Os números mais recentes mostram, no entanto, que nos últimos anos o país vem, aos poucos, vencendo o desafio da fome. De 1996 a 2006, a desnutrição aguda foi reduzida em 46% no Brasil e 74% no Nordeste. O percentual de crianças de até 5 anos que sofrem de desnutrição crônica caiu de 13% para 7% nesse período.
- A fome é inadmissível num país que não tem problemas de produção de alimentos - admite o ministro do Desenvolvimento Social e Combate à Fome (MDS), Patrus Ananias. Ele diz que a situação está mudando, como comprovou a Pesquisa Nacional de Demografia e Saúde (PNDS), de 2006.
Nova pesquisa deve apontar melhora
Num momento em que a inflação dos alimentos volta a preocupar e que algumas áreas estão sendo disputadas por outras culturas, nada mais oportuno do que revisitar Josué de Castro. Seu centenário de nascimento será comemorado no próximo dia 5, em Recife, quando o presidente Luiz Inácio Lula da Silva participará de uma reunião do Conselho Nacional Segurança Alimentar e Nutricional (Consea), marcada para celebrar o centenário de Josué.
A coordenadora de Trabalho e Rendimento do IBGE, Márcia Quintslr, diz que a melhora dos indicadores deve ser reforçada pelo resultado da próxima Pesquisa de Orçamentos Familiares (POF) 2008/2009:
- O retrato do Brasil que vai surgir mostrará uma situação de segurança alimentar melhor que a atual - afirma.
A convicção de Márcia se baseia no fato de o país estar num momento de expansão econômica, o que permite maior oferta de emprego e renda.
Historicamente, os mais pobres são os mais vulneráveis a qualquer variação de preço.

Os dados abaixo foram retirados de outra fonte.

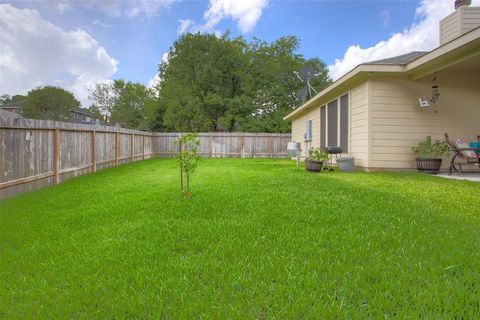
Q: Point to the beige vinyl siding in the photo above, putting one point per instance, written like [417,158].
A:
[471,18]
[398,122]
[450,28]
[299,127]
[359,124]
[459,22]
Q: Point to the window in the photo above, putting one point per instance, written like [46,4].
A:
[334,121]
[332,116]
[308,134]
[323,123]
[344,123]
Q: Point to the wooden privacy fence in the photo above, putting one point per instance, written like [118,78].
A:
[39,153]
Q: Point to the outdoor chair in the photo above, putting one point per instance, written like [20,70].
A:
[463,155]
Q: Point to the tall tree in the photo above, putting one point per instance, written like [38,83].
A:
[212,83]
[130,104]
[49,103]
[5,98]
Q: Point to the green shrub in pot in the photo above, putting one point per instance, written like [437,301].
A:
[315,159]
[429,154]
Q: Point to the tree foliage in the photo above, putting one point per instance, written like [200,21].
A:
[5,98]
[130,104]
[187,157]
[214,83]
[49,103]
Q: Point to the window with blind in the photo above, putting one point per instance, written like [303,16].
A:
[323,132]
[344,123]
[332,128]
[334,123]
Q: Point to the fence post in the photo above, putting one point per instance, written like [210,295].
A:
[116,147]
[210,145]
[143,147]
[270,146]
[242,143]
[56,159]
[132,145]
[94,151]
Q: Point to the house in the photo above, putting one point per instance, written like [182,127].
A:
[80,115]
[77,115]
[374,112]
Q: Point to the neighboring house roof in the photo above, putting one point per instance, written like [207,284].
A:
[19,104]
[13,105]
[414,64]
[400,60]
[83,111]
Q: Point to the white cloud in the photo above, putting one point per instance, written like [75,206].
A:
[62,7]
[101,24]
[185,25]
[36,52]
[245,13]
[386,18]
[422,35]
[128,8]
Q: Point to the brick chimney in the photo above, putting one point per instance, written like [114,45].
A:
[462,20]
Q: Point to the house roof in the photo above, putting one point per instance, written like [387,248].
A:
[415,65]
[83,111]
[399,60]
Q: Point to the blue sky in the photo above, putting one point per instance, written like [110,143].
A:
[77,43]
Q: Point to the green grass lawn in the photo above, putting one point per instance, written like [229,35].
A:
[259,239]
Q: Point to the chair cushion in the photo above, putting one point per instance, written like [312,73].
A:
[460,144]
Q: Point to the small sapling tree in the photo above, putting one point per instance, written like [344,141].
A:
[187,157]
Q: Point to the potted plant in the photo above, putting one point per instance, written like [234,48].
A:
[315,159]
[429,155]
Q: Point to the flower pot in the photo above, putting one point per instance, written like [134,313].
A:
[429,165]
[313,166]
[346,164]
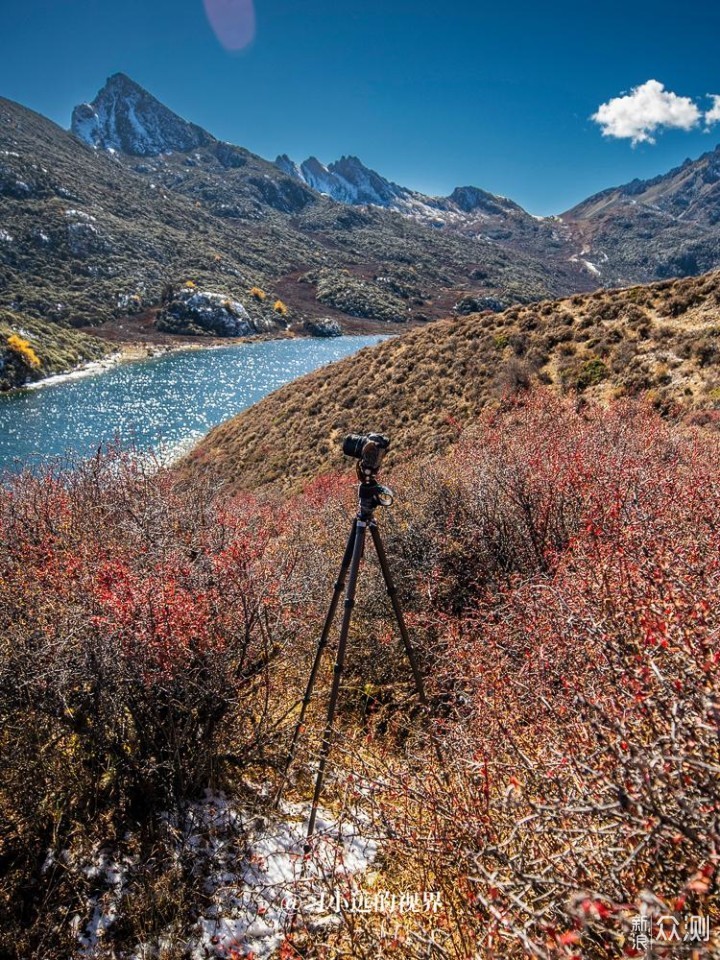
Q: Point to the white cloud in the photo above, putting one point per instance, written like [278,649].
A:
[637,115]
[713,114]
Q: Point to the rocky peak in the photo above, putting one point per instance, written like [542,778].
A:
[347,180]
[472,199]
[125,117]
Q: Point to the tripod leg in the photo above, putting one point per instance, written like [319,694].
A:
[358,547]
[322,643]
[409,649]
[392,593]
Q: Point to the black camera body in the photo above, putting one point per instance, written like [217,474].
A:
[369,450]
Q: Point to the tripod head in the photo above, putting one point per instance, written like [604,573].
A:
[369,450]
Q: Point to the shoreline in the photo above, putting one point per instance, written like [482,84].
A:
[133,352]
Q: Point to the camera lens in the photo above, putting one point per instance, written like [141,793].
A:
[353,445]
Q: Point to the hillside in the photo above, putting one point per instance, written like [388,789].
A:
[649,229]
[96,225]
[659,340]
[638,232]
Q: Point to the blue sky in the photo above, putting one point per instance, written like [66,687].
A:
[433,95]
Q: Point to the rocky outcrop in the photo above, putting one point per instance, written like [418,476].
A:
[124,116]
[199,313]
[323,328]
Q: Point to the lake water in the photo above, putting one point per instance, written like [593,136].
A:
[163,404]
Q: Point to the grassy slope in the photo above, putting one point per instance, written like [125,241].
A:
[660,339]
[59,349]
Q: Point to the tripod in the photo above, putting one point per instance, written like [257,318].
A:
[370,496]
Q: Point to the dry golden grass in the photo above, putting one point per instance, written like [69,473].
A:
[423,386]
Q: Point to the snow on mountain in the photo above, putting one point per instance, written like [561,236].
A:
[347,180]
[124,116]
[469,210]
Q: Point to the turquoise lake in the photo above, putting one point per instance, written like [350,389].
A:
[163,404]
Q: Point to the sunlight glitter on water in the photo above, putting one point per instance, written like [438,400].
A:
[161,404]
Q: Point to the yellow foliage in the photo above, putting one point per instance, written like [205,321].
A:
[23,349]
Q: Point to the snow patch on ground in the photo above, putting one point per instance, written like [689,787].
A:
[254,899]
[255,876]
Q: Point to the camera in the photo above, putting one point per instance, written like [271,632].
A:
[369,449]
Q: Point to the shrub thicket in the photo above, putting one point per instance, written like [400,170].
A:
[561,577]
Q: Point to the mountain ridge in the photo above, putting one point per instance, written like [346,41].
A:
[657,341]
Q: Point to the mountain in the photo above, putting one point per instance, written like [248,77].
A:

No Índice Nacional de Preços ao Consumidor (INPC) - pesquisa com famílias de renda entre um e seis salários mínimos -, a cesta básica pesa 30,45%, pressão maior que a de transporte (16,53%) e habitação (15,74%).
O presidente do Consea, Renato Maluf, não está tão otimista. É que, recentemente, 31 cidades do Maranhão foram vítimas de beribéri, doença provocada pela ausência de vitamina B1. Ainda que o governo tenha logo reagido, Maluf confessa preocupação.
- Ainda que os indicadores de hoje sejam inferiores aos do passado, a ocorrência da fome, num país com abundância de produção de alimentos, é a prova de que a desigualdade social está na raiz do problema.
Francisco Menezes, economista do Instituto Brasileiro de Análises Sociais e Econômicas (Ibase), concorda e diz que a situação não está pior por causa de programas como o Bolsa Família. Em pesquisa, o Ibase constatou que, entre os beneficiários do programa, o consumo de alimentos aumentou.
As estatísticas, no entanto, não fazem desparecer dramas como o da aposentada Antônia Maria dos Santos, moradora de Gameleira (PE) que, aos 86 anos, ainda ajuda filhos e netos que, em períodos de seca não têm o que comer.
- O que entra em casa é pouco, não dá para a semana. Quando não tem mais comida, a gente vai ao rio e dá uma pescadinha.